HR 884: To prohibit individuals who are not citizens of the United States from voting in elections in the District of Columbia and to repeal the Local Resident Voting Rights Amendment Act of 2022.
HR 884 in plain English: This bill would ban non-U.S. citizens from voting in any District of Columbia election and repeal a 2022 DC law that allowed noncitizens meeting certain residency requirements to vote in local DC elections.

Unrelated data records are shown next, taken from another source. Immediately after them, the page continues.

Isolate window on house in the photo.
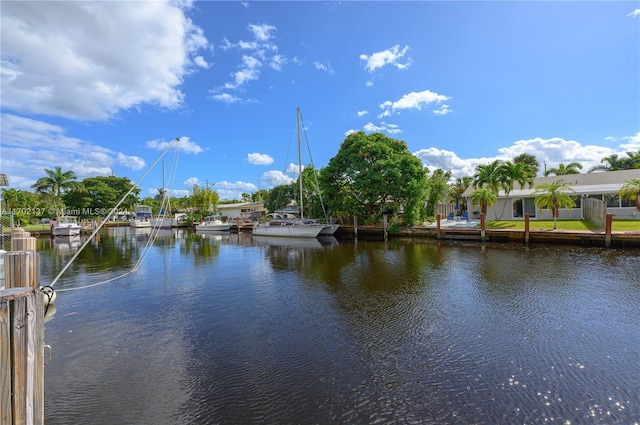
[604,194,620,208]
[620,198,636,207]
[513,198,536,218]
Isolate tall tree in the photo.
[426,169,456,217]
[619,179,640,211]
[320,132,426,224]
[500,161,535,219]
[544,162,582,177]
[31,167,78,196]
[63,176,140,215]
[534,179,576,230]
[473,159,506,196]
[625,150,640,170]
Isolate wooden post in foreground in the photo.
[4,251,40,289]
[382,214,387,242]
[604,213,613,248]
[0,288,44,425]
[353,216,358,239]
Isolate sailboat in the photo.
[151,161,173,229]
[253,108,338,238]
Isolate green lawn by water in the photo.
[485,219,640,232]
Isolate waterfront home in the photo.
[217,201,267,224]
[462,170,640,220]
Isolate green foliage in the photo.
[31,167,77,196]
[513,153,540,177]
[62,176,140,215]
[319,132,426,225]
[425,169,456,217]
[469,187,498,216]
[544,162,582,177]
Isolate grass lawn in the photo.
[486,219,640,232]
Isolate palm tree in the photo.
[473,159,506,196]
[618,179,640,211]
[31,167,78,197]
[469,187,498,216]
[534,179,576,230]
[544,162,582,177]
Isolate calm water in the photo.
[39,229,640,425]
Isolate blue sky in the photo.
[0,0,640,199]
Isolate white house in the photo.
[462,170,640,220]
[218,201,267,224]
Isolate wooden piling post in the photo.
[3,251,40,289]
[11,232,37,251]
[0,288,44,425]
[604,213,613,248]
[353,216,358,239]
[382,214,387,242]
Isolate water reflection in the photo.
[42,232,640,424]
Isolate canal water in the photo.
[38,228,640,425]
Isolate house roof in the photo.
[462,170,640,198]
[218,201,264,210]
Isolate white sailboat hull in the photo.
[253,222,324,238]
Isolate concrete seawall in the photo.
[336,226,640,248]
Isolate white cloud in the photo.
[193,56,211,69]
[247,152,273,165]
[269,55,287,71]
[433,103,453,115]
[378,90,451,117]
[313,61,334,75]
[0,2,208,120]
[620,131,640,152]
[211,93,253,104]
[182,177,200,186]
[0,113,146,190]
[213,24,287,93]
[262,170,295,188]
[116,153,146,170]
[146,136,203,155]
[360,44,411,72]
[414,136,640,177]
[248,24,276,42]
[363,121,402,134]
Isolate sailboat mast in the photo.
[296,107,304,218]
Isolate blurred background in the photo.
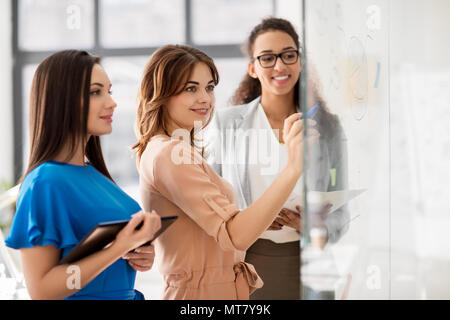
[0,0,450,299]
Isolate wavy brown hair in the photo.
[132,45,219,160]
[20,50,113,181]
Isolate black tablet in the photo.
[59,216,178,264]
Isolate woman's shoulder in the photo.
[22,161,70,185]
[141,135,203,169]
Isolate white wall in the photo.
[0,1,13,183]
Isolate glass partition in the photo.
[301,0,450,299]
[301,0,391,299]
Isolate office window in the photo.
[11,0,274,188]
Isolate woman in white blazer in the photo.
[206,18,349,299]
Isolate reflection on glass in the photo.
[301,0,391,299]
[192,0,274,44]
[19,0,94,51]
[100,0,185,48]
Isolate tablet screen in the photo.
[59,216,178,264]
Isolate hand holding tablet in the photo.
[59,216,178,264]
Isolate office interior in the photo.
[0,0,450,300]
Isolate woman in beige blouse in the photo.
[134,45,319,299]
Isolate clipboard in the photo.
[59,216,178,264]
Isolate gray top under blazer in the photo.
[205,97,350,243]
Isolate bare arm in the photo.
[20,213,161,299]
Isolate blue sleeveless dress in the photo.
[5,161,144,300]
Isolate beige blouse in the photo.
[138,135,263,300]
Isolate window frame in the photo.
[11,0,276,181]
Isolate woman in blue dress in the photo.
[5,50,161,300]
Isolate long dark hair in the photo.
[132,45,219,159]
[230,17,338,138]
[21,50,113,180]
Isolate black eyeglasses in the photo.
[251,50,300,68]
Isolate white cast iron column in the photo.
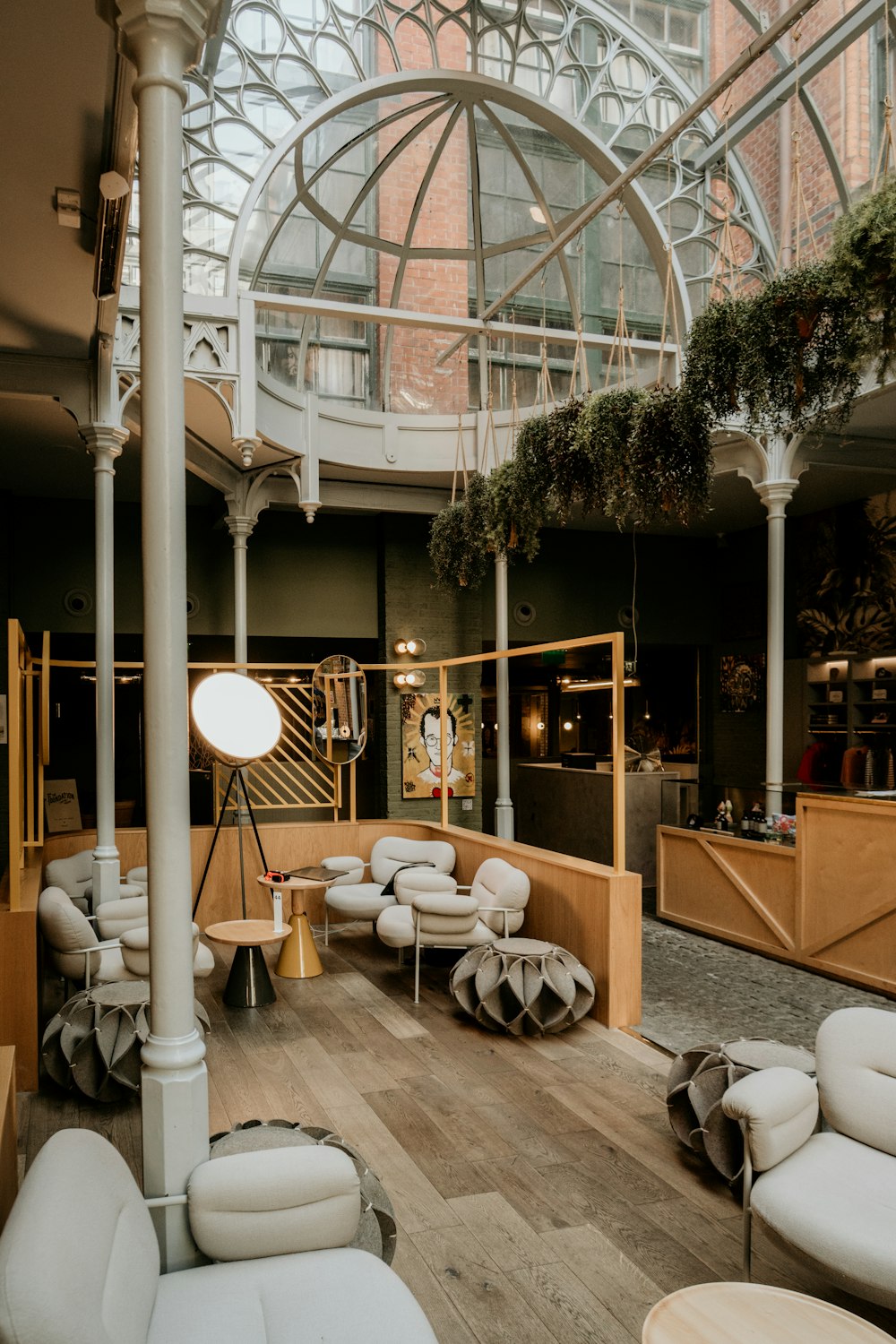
[495,556,513,840]
[756,480,799,814]
[227,513,255,672]
[116,0,217,1271]
[79,425,127,910]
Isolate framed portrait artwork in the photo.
[401,694,476,798]
[719,653,766,714]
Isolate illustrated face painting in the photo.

The DC law, which took effect on February 23, 2023, had permitted noncitizen local voting beyond the existing federal prohibition on noncitizen voting in federal elections.
Stated purpose
This bill aims to prohibit non-U.S. citizens from voting in any District of Columbia election and to repeal the DC law that had allowed noncitizen residents to vote in local DC elections.
Key points
- Prohibits non-U.S. citizens from voting in any DC election, local or federal
- Repeals DC's Local Resident Voting Rights Amendment Act of 2022, which took effect February 23, 2023
- Federal law already bans noncitizens from voting in federal elections; this bill extends that ban to DC local elections
Arguments supporters make
- Voting is a right tied to citizenship, and elections — even local ones — should reflect the will of American citizens, not foreign nationals.
- Congress has a constitutional responsibility to oversee DC, and ensuring only citizens vote there aligns DC with the standard that applies in all 50 states.
- Allowing noncitizens to vote, even locally, blurs an important legal and civic distinction between residents and citizens.
Arguments opponents make
- DC residents — including noncitizens — pay local taxes and are directly affected by local laws, so denying them any vote in local matters means taxation without representation.
- DC voters and their locally elected government chose this policy for themselves, and Congress overriding it undermines DC's limited self-governance.
- Many democracies and some U.S. localities allow noncitizen voting in local elections without problems, suggesting it is a reasonable policy choice communities should decide for themselves.
Tradeoffs
Restricting voting to citizens maintains a uniform national standard for who may participate in elections, but it removes from local democratic participation a group of people who live, work, and pay taxes in DC and are directly governed by its local laws.
Current status in Congress: Passed House.